Barbara Johnstone ’71 has published poetry in Hummingbird Press’ Hummingbird: Magazine of the Short Poem and is part of the book and juried exhibit at the Collins Memorial Library on the campus of the University of Puget Sound in Tacoma, Wash. Her poem “Rub the Ground, Hard” ran on display from Aug. 6 through Dec. 6, 2015, in the Dirt? Scientists, Book Artists and Poets Reflect on Soil and Our Environment exhibit.
Manifestation Wolverine, a collection of poems written by Ray Young Bear ’76 over 45 years, won the 2016 American Book Award. A panel of writers, editors, and publishers selected the winners of the 37th annual American Book Awards.

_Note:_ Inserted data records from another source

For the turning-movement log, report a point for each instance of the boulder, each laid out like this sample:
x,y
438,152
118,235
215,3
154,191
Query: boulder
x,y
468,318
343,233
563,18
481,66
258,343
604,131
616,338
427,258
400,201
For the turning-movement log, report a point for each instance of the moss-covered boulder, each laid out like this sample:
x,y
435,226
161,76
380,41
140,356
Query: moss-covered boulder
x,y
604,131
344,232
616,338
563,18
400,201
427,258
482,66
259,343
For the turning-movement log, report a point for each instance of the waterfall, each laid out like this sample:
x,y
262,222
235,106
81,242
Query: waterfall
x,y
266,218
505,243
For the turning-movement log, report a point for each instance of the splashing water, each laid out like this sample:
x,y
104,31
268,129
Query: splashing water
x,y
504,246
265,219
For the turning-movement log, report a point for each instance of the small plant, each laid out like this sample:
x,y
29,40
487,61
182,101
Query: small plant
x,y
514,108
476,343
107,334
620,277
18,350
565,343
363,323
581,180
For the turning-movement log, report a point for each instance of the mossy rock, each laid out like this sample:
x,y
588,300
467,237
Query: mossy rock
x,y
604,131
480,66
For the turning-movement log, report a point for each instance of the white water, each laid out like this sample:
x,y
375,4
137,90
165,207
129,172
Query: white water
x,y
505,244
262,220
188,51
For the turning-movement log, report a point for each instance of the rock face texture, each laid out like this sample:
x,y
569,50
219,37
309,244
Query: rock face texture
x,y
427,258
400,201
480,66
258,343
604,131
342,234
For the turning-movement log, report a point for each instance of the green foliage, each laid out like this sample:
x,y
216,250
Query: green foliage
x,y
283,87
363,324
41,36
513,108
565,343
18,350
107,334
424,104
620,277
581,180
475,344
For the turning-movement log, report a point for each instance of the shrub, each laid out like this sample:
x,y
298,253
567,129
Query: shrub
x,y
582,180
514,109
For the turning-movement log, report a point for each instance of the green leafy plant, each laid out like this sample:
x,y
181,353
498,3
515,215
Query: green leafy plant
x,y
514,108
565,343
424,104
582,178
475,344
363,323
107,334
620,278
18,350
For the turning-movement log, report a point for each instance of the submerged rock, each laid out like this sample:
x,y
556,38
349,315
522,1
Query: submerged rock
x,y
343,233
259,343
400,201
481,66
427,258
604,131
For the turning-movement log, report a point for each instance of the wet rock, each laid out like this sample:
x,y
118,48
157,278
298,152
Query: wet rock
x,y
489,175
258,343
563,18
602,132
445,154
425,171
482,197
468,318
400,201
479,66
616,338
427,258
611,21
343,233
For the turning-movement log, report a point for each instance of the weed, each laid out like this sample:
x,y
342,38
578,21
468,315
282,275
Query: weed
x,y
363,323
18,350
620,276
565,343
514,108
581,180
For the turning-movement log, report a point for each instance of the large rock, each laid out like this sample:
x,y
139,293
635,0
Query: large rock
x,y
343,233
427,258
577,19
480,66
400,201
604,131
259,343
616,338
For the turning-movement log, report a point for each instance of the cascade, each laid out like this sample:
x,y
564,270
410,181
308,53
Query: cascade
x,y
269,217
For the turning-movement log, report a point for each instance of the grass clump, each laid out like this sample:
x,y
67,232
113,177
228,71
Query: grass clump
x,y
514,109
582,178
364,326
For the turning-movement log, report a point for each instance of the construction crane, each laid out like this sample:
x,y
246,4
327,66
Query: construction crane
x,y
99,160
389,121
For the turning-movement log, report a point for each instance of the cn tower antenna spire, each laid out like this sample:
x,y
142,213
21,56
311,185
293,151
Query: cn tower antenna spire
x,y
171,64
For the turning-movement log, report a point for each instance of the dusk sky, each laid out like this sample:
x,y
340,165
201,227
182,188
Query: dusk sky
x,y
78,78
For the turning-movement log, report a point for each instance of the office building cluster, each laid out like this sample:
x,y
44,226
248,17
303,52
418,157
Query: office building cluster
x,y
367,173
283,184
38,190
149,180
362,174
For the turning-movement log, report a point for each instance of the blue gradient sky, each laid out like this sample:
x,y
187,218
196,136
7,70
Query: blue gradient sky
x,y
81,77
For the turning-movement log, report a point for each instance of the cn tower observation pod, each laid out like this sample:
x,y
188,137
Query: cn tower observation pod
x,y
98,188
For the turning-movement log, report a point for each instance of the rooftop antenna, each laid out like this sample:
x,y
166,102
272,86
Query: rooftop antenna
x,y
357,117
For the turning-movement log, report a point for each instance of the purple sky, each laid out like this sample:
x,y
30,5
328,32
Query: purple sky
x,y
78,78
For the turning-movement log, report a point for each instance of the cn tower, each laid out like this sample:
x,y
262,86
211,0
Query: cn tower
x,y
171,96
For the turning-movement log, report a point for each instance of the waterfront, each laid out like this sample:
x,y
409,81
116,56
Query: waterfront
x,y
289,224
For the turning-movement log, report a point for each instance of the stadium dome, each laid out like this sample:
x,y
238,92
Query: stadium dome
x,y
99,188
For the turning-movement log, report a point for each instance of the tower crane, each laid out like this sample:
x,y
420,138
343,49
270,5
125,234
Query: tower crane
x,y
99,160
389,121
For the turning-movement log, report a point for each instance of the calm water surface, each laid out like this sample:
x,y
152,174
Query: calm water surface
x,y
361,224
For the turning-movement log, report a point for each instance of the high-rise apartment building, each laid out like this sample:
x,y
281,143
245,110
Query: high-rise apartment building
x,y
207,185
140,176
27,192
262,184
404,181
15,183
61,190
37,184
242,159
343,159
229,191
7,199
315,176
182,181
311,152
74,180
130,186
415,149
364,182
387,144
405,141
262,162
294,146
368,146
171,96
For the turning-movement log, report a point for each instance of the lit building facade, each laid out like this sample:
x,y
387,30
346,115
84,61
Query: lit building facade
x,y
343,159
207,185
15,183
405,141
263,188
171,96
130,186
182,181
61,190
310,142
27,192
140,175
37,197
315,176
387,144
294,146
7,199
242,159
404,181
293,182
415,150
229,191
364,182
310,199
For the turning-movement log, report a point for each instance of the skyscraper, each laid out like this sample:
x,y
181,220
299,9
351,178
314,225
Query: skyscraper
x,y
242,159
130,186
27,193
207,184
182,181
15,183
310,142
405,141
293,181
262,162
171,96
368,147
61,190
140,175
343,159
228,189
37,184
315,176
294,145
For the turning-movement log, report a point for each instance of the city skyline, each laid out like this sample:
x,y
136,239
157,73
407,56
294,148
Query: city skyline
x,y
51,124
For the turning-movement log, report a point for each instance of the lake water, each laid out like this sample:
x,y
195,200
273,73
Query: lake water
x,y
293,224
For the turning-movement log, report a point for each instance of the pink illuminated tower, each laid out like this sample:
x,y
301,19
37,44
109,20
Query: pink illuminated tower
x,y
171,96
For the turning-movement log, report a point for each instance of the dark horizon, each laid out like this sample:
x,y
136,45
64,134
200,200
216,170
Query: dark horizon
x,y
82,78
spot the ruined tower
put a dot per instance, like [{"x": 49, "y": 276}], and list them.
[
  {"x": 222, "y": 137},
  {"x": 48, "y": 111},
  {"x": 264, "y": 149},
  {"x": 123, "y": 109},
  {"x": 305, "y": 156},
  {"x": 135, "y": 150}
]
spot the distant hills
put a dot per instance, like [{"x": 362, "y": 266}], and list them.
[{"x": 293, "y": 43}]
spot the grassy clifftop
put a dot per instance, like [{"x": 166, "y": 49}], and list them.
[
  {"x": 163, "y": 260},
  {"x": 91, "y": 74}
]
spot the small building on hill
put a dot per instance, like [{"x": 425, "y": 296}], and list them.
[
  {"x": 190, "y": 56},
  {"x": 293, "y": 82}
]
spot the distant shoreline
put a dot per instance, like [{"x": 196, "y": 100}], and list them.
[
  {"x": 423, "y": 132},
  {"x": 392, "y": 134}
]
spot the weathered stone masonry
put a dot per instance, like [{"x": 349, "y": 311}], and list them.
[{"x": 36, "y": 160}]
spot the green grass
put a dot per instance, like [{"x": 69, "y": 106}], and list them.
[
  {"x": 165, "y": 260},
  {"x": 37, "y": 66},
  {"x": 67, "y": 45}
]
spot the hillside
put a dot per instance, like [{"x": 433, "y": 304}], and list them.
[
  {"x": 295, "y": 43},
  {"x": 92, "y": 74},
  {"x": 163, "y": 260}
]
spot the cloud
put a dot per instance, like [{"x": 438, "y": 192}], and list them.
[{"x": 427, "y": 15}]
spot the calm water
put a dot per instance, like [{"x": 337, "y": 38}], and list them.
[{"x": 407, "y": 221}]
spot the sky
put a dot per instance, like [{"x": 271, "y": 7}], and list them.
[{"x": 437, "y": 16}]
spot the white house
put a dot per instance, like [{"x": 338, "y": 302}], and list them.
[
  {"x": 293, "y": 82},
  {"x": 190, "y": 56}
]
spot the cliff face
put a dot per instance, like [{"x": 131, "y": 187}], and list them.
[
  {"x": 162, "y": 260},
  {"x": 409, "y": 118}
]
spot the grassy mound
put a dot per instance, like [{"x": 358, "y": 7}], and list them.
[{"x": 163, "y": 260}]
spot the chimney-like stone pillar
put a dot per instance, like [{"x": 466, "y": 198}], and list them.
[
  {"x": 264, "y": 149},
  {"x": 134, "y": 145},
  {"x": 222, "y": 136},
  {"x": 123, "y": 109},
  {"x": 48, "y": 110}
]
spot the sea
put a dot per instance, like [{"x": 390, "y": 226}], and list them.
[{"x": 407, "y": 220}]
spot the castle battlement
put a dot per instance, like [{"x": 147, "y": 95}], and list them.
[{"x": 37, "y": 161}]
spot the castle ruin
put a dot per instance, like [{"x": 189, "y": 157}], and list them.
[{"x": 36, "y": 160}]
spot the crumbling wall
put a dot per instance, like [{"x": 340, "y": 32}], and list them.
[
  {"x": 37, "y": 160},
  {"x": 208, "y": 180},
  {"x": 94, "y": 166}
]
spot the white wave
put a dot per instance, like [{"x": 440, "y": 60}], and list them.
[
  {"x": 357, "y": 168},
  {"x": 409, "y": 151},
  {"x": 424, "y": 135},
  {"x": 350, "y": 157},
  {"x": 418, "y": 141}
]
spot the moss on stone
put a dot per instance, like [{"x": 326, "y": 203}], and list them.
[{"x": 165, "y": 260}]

Carl Luepker ’95 published “‘My Heart Breaks 80 Million Ways.’ A Father Passes a Disorder to His Son” in The Washington Post, Oct. 1, 2016. It’s about a painful neurological disorder, dystonia, that he and his son suffer from. Read more at http://wapo.st/2dvN6Ff. Luepker and Merie Kirby also wrote Spite: The Biding Time Series (Kindle Edition), a fantasy novel about struggling with disabilities.
Written by Joseph E. Bush Jr. ’78, Practical Theology in Church and Society (Chalice Press, 2016) brings into sharper focus two perspectives on practical theology. One is the view through the wide-angle lens of justice-oriented action. This view encompasses a broad vista of social forces for justice and injustice when evaluating local movements and local ministries. The other perspective takes the narrower focus of the action-reflection model as it is used to zoom in on individual actions and particular practices of ministry such as pastoral care. The purpose of the book is to integrate these two perspectives on practical theology.
Lake Ontario sailor Susan Peterson Gateley ’73 has released a new book, Saving the Beautiful Lake: A Quest for Hope. She was moved to write it after reading a news article in 2013 that described Ontario as the most polluted and impaired of all the Great Lakes. She set sail that summer with two others aboard an elderly yacht to circumnavigate the lake in search of how it became so stressed. She and her husband have also released a one-hour documentary based on the book. Learn more at susanpgateley.com.
Philip M. Brown ’64 edited Student Discipline: A Prosocial Perspective (Rowman & Littlefield, 2016), a follow-up to a two-volume set he co-edited, the Handbook of Prosocial Education (2012). The current book examines the science and evidence-informed programs that support a prosocial approach to school discipline. Brown posits that the foundation for a safe school rests on creating a healthy school climate, a caring community where students feel safe, and relationships that facilitate prosocial growth as well as academic learning.
Janet M. Gibson, professor of psychology, published “Getting serious about funny: Psychologists see humor as a character strength” in The Conversation, an online journal, in August 2016. “Historically, psychologists framed humor negatively, suggesting it demonstrated superiority, vulgarity, Freudian id conflict, or a defense mechanism to hide one’s true feelings,” she wrote. “But research on humor has come into the sunlight of late, with humor now viewed as a character strength.”